VYVGART Hytrulo is a co-formulation of efgartigimod alfa and hyaluronidase-qvfc. The hyaluronidase is an endoglycosidase, which is used to improve the dispersion and absorption of co-administered drugs when given subcutaneously.
Clinical trials on VYVGART
The approval of VYVGART was based on the global, 26-week, multi-centre, randomised, double-blind, placebo-controlled Phase Ⅲ clinical trial named ADAPT.
A total of 167 patients were enrolled and randomised to receive either efgartigimod alfa fcab intravenous (EFG IV) 10mg/kg or placebo.
The trial met its primary endpoint, indicating that a significant 68% of anti-AChR antibody-positive gMG patients responded to efgartigimod therapy, compared to 30% of patients on placebo on the Myasthenia Gravis Activities of Daily Living (MG-ADL) scale during the first treatment cycle.
Furthermore, 63% of individuals showed a three-point decrease on Quantitative Myasthenia Gravis (QMG) scale after efgartigimod treatment compared to only 14% of individuals who received placebo.
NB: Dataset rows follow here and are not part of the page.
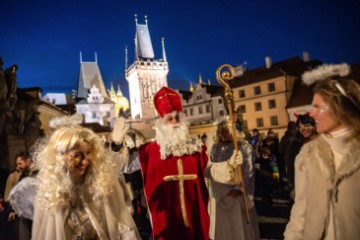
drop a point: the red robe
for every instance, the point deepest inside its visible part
(169, 219)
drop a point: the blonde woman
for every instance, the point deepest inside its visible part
(327, 169)
(78, 194)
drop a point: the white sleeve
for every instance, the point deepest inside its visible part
(220, 173)
(22, 197)
(295, 228)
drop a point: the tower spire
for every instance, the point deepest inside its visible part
(163, 46)
(126, 58)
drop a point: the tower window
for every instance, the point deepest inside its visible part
(271, 87)
(258, 106)
(272, 104)
(241, 93)
(273, 120)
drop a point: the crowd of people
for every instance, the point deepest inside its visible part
(73, 186)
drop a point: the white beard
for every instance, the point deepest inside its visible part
(175, 139)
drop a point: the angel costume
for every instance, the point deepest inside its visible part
(84, 218)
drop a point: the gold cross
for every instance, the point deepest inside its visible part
(181, 178)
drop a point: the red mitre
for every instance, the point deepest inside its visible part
(166, 101)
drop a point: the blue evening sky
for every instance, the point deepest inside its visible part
(44, 38)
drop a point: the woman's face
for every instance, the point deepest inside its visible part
(225, 134)
(321, 112)
(78, 158)
(306, 129)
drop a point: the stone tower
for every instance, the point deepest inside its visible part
(146, 75)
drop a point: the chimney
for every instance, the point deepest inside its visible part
(268, 62)
(306, 56)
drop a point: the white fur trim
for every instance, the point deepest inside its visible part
(66, 121)
(325, 71)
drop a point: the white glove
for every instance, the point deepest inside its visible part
(236, 158)
(119, 130)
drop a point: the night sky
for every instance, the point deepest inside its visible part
(44, 38)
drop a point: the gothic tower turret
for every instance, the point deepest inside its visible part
(146, 75)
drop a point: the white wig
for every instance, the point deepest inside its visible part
(55, 185)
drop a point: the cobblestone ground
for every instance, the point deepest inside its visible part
(273, 218)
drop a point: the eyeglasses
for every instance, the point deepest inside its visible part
(78, 157)
(320, 109)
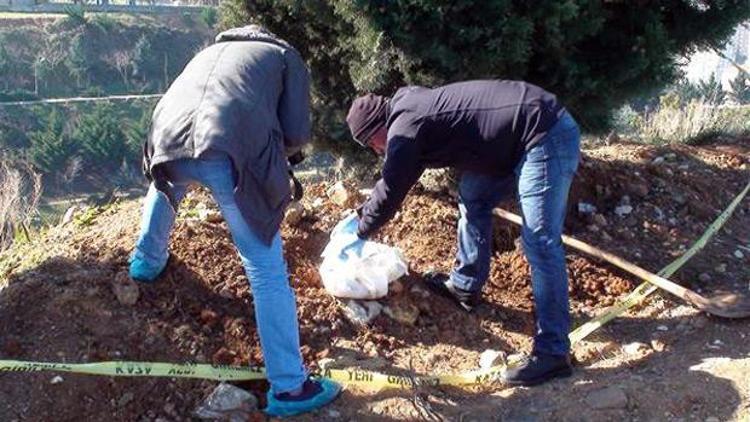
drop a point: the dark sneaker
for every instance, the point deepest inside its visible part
(440, 283)
(315, 394)
(537, 369)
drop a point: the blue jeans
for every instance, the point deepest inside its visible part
(275, 307)
(544, 176)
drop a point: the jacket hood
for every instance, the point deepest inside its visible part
(252, 33)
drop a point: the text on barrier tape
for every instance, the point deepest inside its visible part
(363, 377)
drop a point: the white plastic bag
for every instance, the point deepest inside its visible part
(359, 270)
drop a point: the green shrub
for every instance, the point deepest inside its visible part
(51, 147)
(75, 15)
(672, 122)
(596, 55)
(100, 136)
(740, 88)
(209, 16)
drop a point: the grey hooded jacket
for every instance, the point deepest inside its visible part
(247, 96)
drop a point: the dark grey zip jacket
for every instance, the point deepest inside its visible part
(247, 96)
(480, 126)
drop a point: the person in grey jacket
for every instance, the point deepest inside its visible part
(229, 122)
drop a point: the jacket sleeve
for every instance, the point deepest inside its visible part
(401, 171)
(294, 105)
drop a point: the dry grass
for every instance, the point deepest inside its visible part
(20, 191)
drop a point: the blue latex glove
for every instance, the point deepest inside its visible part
(348, 225)
(347, 229)
(353, 248)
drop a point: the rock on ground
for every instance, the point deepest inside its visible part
(607, 398)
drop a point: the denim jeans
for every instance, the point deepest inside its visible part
(543, 176)
(273, 297)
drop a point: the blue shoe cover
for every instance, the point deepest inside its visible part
(144, 272)
(281, 408)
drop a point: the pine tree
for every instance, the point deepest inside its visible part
(711, 90)
(740, 88)
(145, 62)
(51, 147)
(594, 54)
(101, 138)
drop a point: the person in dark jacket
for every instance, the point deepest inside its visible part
(229, 122)
(501, 135)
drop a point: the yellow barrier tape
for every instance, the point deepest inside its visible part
(362, 377)
(245, 373)
(646, 288)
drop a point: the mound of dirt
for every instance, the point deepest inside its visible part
(64, 308)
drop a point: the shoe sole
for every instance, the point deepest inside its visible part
(443, 291)
(560, 373)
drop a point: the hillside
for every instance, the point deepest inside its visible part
(59, 304)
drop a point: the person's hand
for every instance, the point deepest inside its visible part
(349, 225)
(354, 248)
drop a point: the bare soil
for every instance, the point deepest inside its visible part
(58, 305)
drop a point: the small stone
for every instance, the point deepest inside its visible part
(213, 217)
(490, 358)
(700, 321)
(704, 277)
(635, 348)
(396, 287)
(623, 210)
(226, 400)
(362, 312)
(339, 194)
(639, 189)
(226, 292)
(69, 214)
(607, 398)
(586, 208)
(125, 399)
(209, 317)
(294, 213)
(169, 409)
(325, 363)
(125, 289)
(403, 312)
(658, 345)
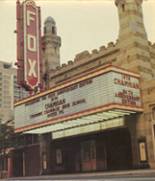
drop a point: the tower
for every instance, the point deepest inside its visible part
(133, 42)
(51, 48)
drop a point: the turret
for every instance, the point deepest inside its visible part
(133, 42)
(51, 48)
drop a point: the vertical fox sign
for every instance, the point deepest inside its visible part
(28, 44)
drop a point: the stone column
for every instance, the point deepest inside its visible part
(45, 142)
(10, 164)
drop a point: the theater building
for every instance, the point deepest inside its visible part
(99, 112)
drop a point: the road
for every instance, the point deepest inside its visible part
(139, 175)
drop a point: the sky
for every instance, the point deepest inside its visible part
(81, 24)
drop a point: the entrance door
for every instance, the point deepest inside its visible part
(18, 163)
(88, 154)
(118, 150)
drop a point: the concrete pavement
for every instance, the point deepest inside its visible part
(139, 175)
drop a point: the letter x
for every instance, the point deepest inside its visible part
(32, 71)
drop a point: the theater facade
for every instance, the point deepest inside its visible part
(85, 124)
(98, 112)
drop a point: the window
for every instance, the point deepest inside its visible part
(53, 30)
(58, 156)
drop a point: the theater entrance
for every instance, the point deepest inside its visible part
(109, 150)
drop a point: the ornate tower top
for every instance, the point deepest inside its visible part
(121, 2)
(133, 40)
(50, 26)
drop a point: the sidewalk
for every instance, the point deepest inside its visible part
(141, 172)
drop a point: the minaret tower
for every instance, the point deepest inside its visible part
(133, 42)
(51, 43)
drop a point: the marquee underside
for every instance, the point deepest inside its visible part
(84, 124)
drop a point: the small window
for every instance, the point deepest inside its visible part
(53, 30)
(123, 7)
(58, 156)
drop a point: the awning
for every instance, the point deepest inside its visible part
(104, 120)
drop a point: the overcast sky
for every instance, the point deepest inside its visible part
(82, 25)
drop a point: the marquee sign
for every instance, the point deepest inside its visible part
(28, 44)
(96, 91)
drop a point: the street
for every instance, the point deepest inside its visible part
(136, 175)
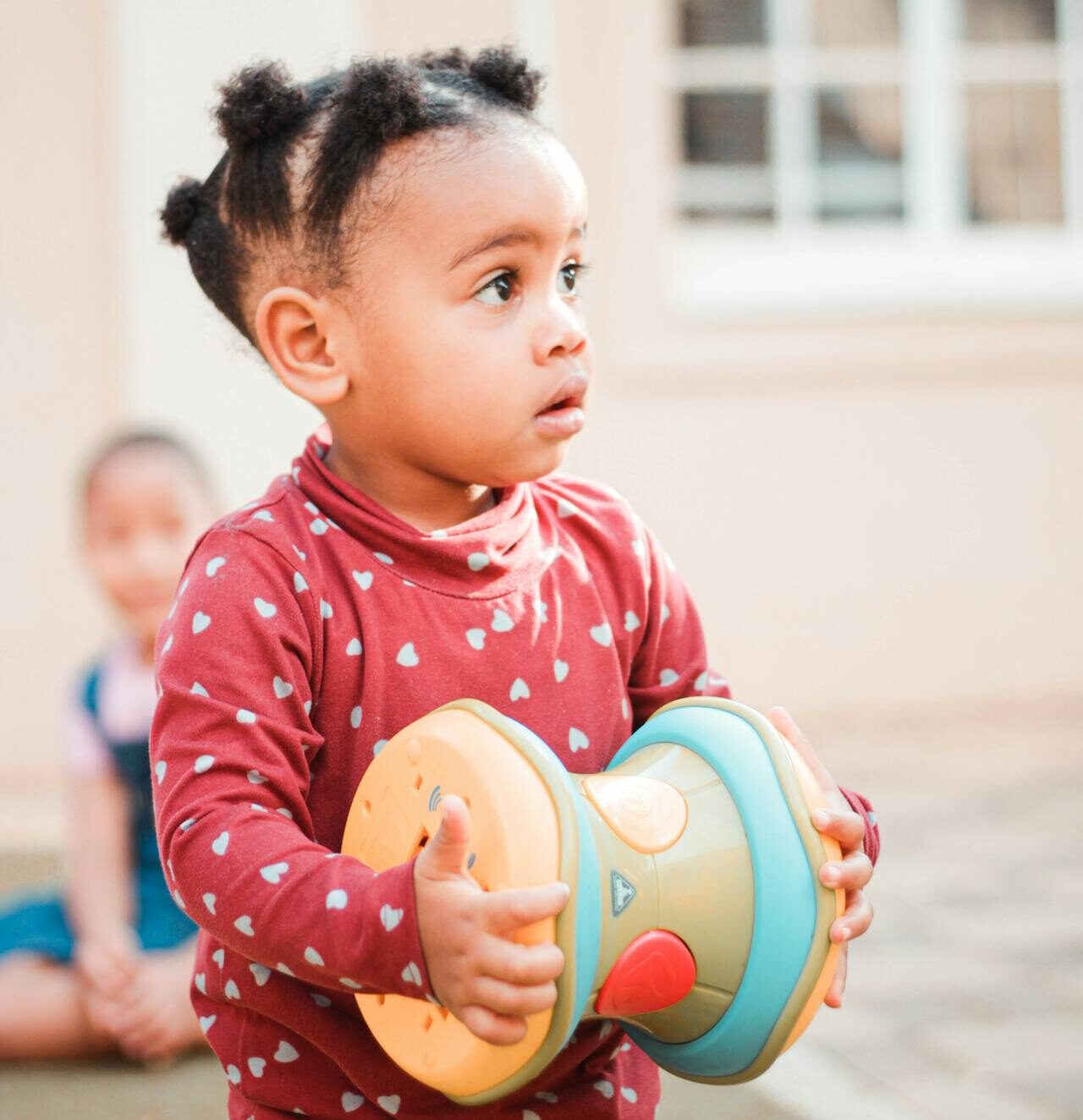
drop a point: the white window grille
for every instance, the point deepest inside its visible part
(877, 154)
The drug showed a well-tolerated safety profile.
The study established the effectiveness of the drug to treat gMG in adults who are anti-AChR antibody-positive.
Headache, urinary tract infection, and respiratory tract infection were the most common adverse events reported in patients during the clinical trial.
Clinical trials on VYVGART Hytrulo
The approval of VYVGART Hytrulo was based on the Phase Ⅲ ADAPT-SC bridging study, which demonstrated a decrease in anti-AChR antibody levels comparable to VYVGART IV in adult gMG patients.
The study, involving 110 adult patients with gMG, assessed the non-inferiority of VYVGART Hytrulo’s pharmacodynamic effect compared to VYVGART in a multi-centre, randomised, open-label, parallel-group study.
Patients were randomised in a 1:1 ratio to receive SC efgartigimod or IV efgartigimod for one treatment cycle comprising four doses at weekly intervals. The total study spanned 12 weeks, which encompassed a period of seven weeks for follow-up after the treatment cycle.
The trial met the primary endpoint of non-inferiority with VYVGART Hytrulo showing a 66.4% mean total IgG reduction from baseline compared to 62.2% with VYVGART.
The most common side effects were injection site reactions (ISRs), which were mild to moderate in intensity and subsequently faded.
Other ongoing clinical trials on VYVGART Hytrulo
The long-term safety and tolerability of VYVGART Hytrulo are being studied in the Phase Ⅲ ADAPT-SC+ open-label extension trial. About 95% of patients who completed the ADAPT-SC trial chose to enrol in the open-label extension trial.
The results show a persistent symptom reduction for the condition with each treatment cycle, and no new safety issues were found.